É lógico que todo esse vigor em atuar com a alma não deve vir apenas desta ânsia em enfrentar novos desafios. Nascida no Belenzinho, esta aquariana tem provado que a família contribuiu muito para o seu sucesso. Embora a família nunca tivesse sido rica, Christiane afirma que materialmente nunca tinha lhe faltado nada. Sua mãe e suas tias sempre se vestiram divinamente bem e sua avó, que era modista, cheirava o tecido como perfume antes de trabalhá-lo e o cortava sem modelagem, no olho, igual jogador de sinuca, assim, a atriz afirma meu background era essa magia toda. E fora disso, nada me fez falta na vida, jamais. Para mim, o que não pode faltar é a poesia. E o amor.
Toda essa característica zen de Christiane é resultado de muita obstinação. La Torloni tem se mostrado uma vencedora em toda essa sua talentosa carreira. E uma explicação para todo esse desempenho pode ser esta afirmação da atriz Acredito totalmente no destino e sou condutora dele.
Embora não tenha uma religião específica, ao longo dos anos, Christiane tem tido muito contato com o misticismo em seus trabalhos. Por isso afirma que faz meditação duas vezes por dia, uma maneira de se recolher quando não está bem, como os bichos. Acredito que Deus está em todos os lugares e não emparedado dentro de uma única religião. A morada do senhor não é apenas a Igreja, mas em todos os lugares e, também nas pessoas.
Definir Christiane Torloni com uma palavra apenas seria uma tarefa impossível, no entanto, existem algumas que dão idéia do que tem sido esta atriz: talentosa, sensível, audaciosa, forte, profissional, inteligente, bonita e feliz. Essa felicidade que a atriz demonstra a cada nova entrevista pode ser a resposta de um relacionamento bastante estável que Christiane tem vivido com o diretor Ignácio Coqueiro, há mais de dois anos.

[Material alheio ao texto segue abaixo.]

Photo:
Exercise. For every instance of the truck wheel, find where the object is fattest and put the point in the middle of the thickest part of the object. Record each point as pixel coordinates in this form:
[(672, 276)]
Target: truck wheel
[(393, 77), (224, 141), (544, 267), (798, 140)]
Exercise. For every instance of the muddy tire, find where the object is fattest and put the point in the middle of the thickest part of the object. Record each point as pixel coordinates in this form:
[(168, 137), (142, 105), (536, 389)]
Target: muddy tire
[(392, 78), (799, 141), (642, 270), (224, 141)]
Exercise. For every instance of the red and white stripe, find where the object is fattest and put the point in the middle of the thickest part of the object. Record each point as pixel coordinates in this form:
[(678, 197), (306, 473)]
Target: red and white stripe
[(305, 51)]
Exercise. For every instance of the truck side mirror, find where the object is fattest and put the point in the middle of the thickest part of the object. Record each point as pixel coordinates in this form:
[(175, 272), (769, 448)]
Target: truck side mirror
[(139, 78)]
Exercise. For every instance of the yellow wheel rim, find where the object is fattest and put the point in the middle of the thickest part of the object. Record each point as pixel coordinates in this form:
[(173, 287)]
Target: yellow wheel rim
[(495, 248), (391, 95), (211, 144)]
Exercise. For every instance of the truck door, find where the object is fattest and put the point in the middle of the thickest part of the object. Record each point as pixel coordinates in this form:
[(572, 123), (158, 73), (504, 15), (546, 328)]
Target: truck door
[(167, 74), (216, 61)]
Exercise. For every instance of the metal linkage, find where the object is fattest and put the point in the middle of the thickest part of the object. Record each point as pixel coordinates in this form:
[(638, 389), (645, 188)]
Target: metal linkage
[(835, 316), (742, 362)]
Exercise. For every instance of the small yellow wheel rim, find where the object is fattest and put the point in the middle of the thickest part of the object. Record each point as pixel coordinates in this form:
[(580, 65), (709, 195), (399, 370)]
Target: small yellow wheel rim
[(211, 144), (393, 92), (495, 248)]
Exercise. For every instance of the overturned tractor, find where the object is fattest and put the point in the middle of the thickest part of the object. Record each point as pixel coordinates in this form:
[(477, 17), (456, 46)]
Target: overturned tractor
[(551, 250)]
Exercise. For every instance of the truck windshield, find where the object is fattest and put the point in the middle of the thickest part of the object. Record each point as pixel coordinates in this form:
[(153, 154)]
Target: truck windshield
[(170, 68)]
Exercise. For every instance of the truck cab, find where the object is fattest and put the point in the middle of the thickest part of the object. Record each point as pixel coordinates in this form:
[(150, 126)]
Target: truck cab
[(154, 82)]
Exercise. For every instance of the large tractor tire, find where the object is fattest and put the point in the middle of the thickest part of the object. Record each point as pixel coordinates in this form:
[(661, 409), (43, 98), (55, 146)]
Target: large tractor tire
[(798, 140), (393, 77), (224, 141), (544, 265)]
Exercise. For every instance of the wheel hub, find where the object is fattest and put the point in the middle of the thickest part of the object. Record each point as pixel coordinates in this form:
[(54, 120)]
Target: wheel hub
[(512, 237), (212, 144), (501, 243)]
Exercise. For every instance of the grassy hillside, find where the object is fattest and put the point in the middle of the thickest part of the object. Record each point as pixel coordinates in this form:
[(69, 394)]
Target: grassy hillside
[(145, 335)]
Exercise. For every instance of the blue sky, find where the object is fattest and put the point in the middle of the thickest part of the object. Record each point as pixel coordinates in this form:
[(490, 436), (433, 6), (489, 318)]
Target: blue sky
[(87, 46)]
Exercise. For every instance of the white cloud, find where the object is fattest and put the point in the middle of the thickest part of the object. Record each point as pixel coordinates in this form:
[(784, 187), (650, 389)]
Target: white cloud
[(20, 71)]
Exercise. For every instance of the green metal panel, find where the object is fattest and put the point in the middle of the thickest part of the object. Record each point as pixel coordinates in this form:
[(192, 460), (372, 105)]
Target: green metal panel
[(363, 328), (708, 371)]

Não agüento as pessoas que ficam testanto o poder sobre o outro. Quero crescer ao lado do Ig; ele combina com meu lado moleque, confessa a atriz à revista Caras, 1998. Com Ignácio, Christiane afirma que não quer se casar, na verdade quer namorar, sempre, cada um tendo a sua casa. Talvez essa decisão tenha acontecido em decorrência dos 3 casamentos que a atriz teve, o primeiro, com o ator e diretor Dênnis Carvalho, o segundo, com o psicanalista, Eduardo Mascarenhas e o terceiro, com o artista plástico Luiz Pizarro.
Quanto aos seus 40 anos, Christiane afirma que completar esta idade nunca lhe trouxe problema algum, ao contrário, faz questão de todos os dias que viveu, e não quer voltar nenhum. A passagem do tempo para a atriz é boa. A única crise que eu poderia ter era de felicidade. Está tudo maravilhoso na minha vida. Agora, é só esperar para dar boas vindas aos netos , afirma a atriz à revista Caras, 1998.
Essa é um pouco da vida desta atriz que conquistou fãs em todos os lugares e que levou a produção desta página na Internet. Para definir a ânsia desta atriz durante todos esses anos de carreira e vida pessoal admiráveis só mesmo uma frase da própria estrela: O ideal é experimentar tudo. Namorar, noivar, casar, ter filhos, criá-los, casá-los, perdê-los. As pessoas têm de experimentar a vida.